NASP started in 2002 in 21 Kentucky school districts, but now has expanded to 49 states and nine Canadian provinces. Tommy Floyd, NASP vice president, said 66 percent of youngsters who join a NASP program are first-time archers.
“When you master the bow and arrow, you become someone who is in better control of yourself,” Floyd said.
NASP also helps students “pursue the outdoors lifestyle,” he said. “We say we change lives one arrow at a time.”
In Missouri, 770 schools — including those in Springfield — participate in NASP, in partnership with Bass Pro Shops and the Missouri department of Conservation. MDC education coordinator Warren Rose said 90,000 students have taken up archery through NASP.

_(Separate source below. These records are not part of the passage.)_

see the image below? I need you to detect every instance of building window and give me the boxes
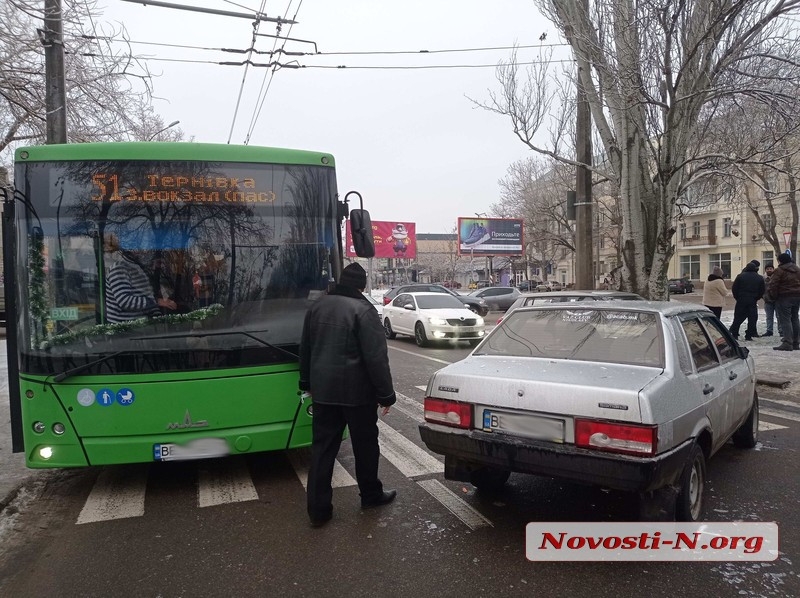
[680,255,700,280]
[709,253,732,278]
[762,213,773,231]
[762,250,774,267]
[692,221,701,238]
[680,223,687,241]
[599,233,605,249]
[723,217,732,237]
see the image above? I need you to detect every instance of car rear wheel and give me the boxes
[732,391,759,449]
[383,318,396,340]
[676,444,706,522]
[470,467,510,491]
[414,322,429,347]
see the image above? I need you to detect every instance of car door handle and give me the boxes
[703,384,715,395]
[728,372,738,380]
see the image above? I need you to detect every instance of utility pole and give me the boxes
[574,68,593,290]
[43,0,67,144]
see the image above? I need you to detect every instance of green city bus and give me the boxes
[2,142,373,467]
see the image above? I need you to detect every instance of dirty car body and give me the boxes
[418,302,759,520]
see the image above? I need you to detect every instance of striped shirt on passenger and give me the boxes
[105,256,159,323]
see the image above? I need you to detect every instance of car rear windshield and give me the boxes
[479,308,663,367]
[416,295,466,309]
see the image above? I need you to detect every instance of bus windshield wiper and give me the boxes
[129,329,299,360]
[51,351,127,383]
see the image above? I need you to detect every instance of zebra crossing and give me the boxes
[73,392,798,528]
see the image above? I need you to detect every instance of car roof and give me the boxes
[397,292,461,298]
[517,290,643,298]
[511,300,705,317]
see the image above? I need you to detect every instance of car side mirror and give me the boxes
[403,303,414,310]
[346,191,375,258]
[738,346,750,359]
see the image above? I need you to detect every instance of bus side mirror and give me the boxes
[346,191,375,258]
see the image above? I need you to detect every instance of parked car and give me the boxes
[441,280,462,289]
[497,290,645,324]
[418,302,758,521]
[516,280,542,292]
[468,286,521,311]
[382,284,488,316]
[382,292,486,347]
[668,278,695,294]
[363,292,383,319]
[536,280,563,292]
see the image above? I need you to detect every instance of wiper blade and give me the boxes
[130,329,299,360]
[51,351,127,383]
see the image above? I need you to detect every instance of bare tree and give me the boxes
[1,0,155,165]
[482,0,800,299]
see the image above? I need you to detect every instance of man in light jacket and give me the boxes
[702,266,728,318]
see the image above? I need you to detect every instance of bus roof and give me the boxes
[14,142,335,167]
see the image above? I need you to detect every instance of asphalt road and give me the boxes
[0,333,799,597]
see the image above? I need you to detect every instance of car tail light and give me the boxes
[383,296,391,305]
[574,419,657,456]
[424,397,473,429]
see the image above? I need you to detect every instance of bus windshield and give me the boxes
[14,158,340,377]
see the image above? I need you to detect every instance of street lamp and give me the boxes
[147,120,180,141]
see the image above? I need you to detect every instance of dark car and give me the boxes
[382,284,489,316]
[669,278,694,294]
[468,286,522,311]
[516,280,542,292]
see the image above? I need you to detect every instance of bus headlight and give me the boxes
[33,421,46,434]
[53,423,66,435]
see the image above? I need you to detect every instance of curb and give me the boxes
[757,376,791,389]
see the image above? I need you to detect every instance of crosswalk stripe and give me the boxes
[417,479,492,530]
[76,465,148,524]
[287,447,357,490]
[377,420,443,477]
[198,457,259,508]
[759,420,788,431]
[761,408,800,423]
[761,397,800,409]
[392,392,424,421]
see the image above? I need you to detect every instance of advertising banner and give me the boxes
[458,217,523,256]
[345,220,416,259]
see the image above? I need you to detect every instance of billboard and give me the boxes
[458,217,523,256]
[345,220,416,259]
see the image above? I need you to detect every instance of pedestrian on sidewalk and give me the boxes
[767,252,800,351]
[702,266,728,318]
[299,262,398,527]
[762,263,782,337]
[729,260,765,341]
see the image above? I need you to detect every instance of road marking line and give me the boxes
[761,397,800,409]
[417,479,492,530]
[415,385,427,392]
[76,466,148,524]
[287,447,356,490]
[198,457,259,508]
[377,420,443,477]
[388,345,452,365]
[392,392,424,422]
[759,420,788,431]
[761,408,800,423]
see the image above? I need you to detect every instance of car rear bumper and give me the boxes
[418,423,694,493]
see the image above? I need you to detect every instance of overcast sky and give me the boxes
[97,0,562,233]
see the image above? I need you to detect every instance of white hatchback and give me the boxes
[382,292,486,347]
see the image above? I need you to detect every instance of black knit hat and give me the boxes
[339,262,367,289]
[778,253,792,265]
[749,259,760,269]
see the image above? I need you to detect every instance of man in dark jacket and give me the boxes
[768,252,800,351]
[299,262,397,527]
[729,260,765,341]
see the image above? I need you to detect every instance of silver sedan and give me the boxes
[418,302,758,521]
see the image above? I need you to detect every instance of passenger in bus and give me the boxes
[299,262,397,527]
[103,235,176,323]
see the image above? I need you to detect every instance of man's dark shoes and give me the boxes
[773,343,793,351]
[361,490,397,509]
[309,513,332,528]
[764,332,774,337]
[794,344,800,350]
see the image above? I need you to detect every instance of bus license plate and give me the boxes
[154,438,230,461]
[483,409,565,443]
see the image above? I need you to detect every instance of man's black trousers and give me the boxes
[729,301,758,338]
[307,402,384,520]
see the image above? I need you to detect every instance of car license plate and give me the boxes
[154,438,230,461]
[483,409,564,443]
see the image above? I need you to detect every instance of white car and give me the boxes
[363,292,383,319]
[383,292,486,347]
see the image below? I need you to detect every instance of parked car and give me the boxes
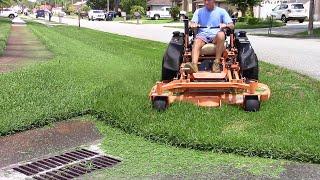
[0,8,18,19]
[106,11,117,18]
[23,8,30,16]
[146,6,186,20]
[270,3,307,23]
[36,10,45,18]
[88,10,105,21]
[79,11,88,19]
[105,11,115,21]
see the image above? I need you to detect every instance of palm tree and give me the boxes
[308,0,314,35]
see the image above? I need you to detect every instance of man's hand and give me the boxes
[189,22,199,29]
[220,23,234,30]
[219,23,227,29]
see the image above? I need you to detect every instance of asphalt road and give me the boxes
[46,16,320,80]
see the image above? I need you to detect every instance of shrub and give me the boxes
[121,0,147,14]
[187,12,193,20]
[80,5,91,12]
[65,5,76,15]
[169,6,180,21]
[247,17,260,25]
[237,17,246,22]
[130,5,145,16]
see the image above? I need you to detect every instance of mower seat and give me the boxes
[200,43,216,56]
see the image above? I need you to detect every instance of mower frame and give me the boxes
[149,19,270,111]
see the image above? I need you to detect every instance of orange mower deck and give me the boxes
[150,71,270,109]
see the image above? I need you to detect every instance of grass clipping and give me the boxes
[0,22,319,163]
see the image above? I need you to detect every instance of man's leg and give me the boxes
[192,38,206,65]
[212,32,226,72]
[185,38,205,73]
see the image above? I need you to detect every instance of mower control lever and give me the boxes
[196,26,220,29]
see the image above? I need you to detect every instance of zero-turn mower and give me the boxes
[149,19,270,112]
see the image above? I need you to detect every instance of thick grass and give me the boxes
[296,28,320,37]
[84,118,285,178]
[122,18,177,25]
[141,18,177,24]
[0,22,320,163]
[235,21,283,29]
[164,20,284,29]
[0,18,11,55]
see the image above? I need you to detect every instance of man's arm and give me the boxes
[189,9,199,29]
[220,9,234,30]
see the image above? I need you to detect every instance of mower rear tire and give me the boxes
[244,99,260,112]
[153,99,167,111]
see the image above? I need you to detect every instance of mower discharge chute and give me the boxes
[149,19,270,112]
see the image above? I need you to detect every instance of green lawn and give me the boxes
[0,21,320,164]
[141,18,177,24]
[296,28,320,37]
[163,20,284,29]
[122,18,178,24]
[82,118,285,178]
[235,21,284,29]
[0,18,11,56]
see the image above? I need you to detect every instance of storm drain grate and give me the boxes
[12,148,121,179]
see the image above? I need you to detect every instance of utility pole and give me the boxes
[308,0,315,35]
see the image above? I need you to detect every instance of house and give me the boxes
[73,0,87,10]
[147,0,228,12]
[147,0,172,11]
[254,0,320,20]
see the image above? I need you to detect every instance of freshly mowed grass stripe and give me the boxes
[85,118,286,178]
[0,18,11,55]
[0,22,319,163]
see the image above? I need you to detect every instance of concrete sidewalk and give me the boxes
[0,24,52,73]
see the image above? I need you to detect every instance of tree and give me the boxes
[120,0,146,14]
[247,0,262,17]
[86,0,114,10]
[170,6,180,21]
[227,0,262,17]
[308,0,315,35]
[130,5,144,15]
[0,0,14,7]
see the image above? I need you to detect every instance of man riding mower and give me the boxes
[149,0,270,112]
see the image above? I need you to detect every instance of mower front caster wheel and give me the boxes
[152,99,168,111]
[244,99,260,112]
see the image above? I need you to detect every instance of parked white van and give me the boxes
[0,8,18,19]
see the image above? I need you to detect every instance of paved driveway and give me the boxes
[47,17,320,80]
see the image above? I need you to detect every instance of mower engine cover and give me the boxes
[161,31,184,80]
[235,31,258,71]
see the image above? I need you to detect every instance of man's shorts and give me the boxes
[196,32,216,44]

“This program reaches students who aren’t playing football or volleyball,” Rose said.
It results in better school attendance and higher grades, he added.
That’s been the experience of Marty Marsh, assistant athletic director at Springfield Public Schools.
He said the Springfield district established student archery programs through NASP in 2008 and he said it has become a huge success for the district.
He said the NASP program is helping the district reach its goal of having 90 percent of its students involved in some kind of after-school program. Students who take up archery show greater confidence and self esteem, he added.
“We’ve observed students becoming engaged in after-school activities who would not traditionally be interested in athletics,” Marsh said. “We held our first competition in Springfield in the 2017-1018 school year, and it was a perfect fit for all students with varying backgrounds.”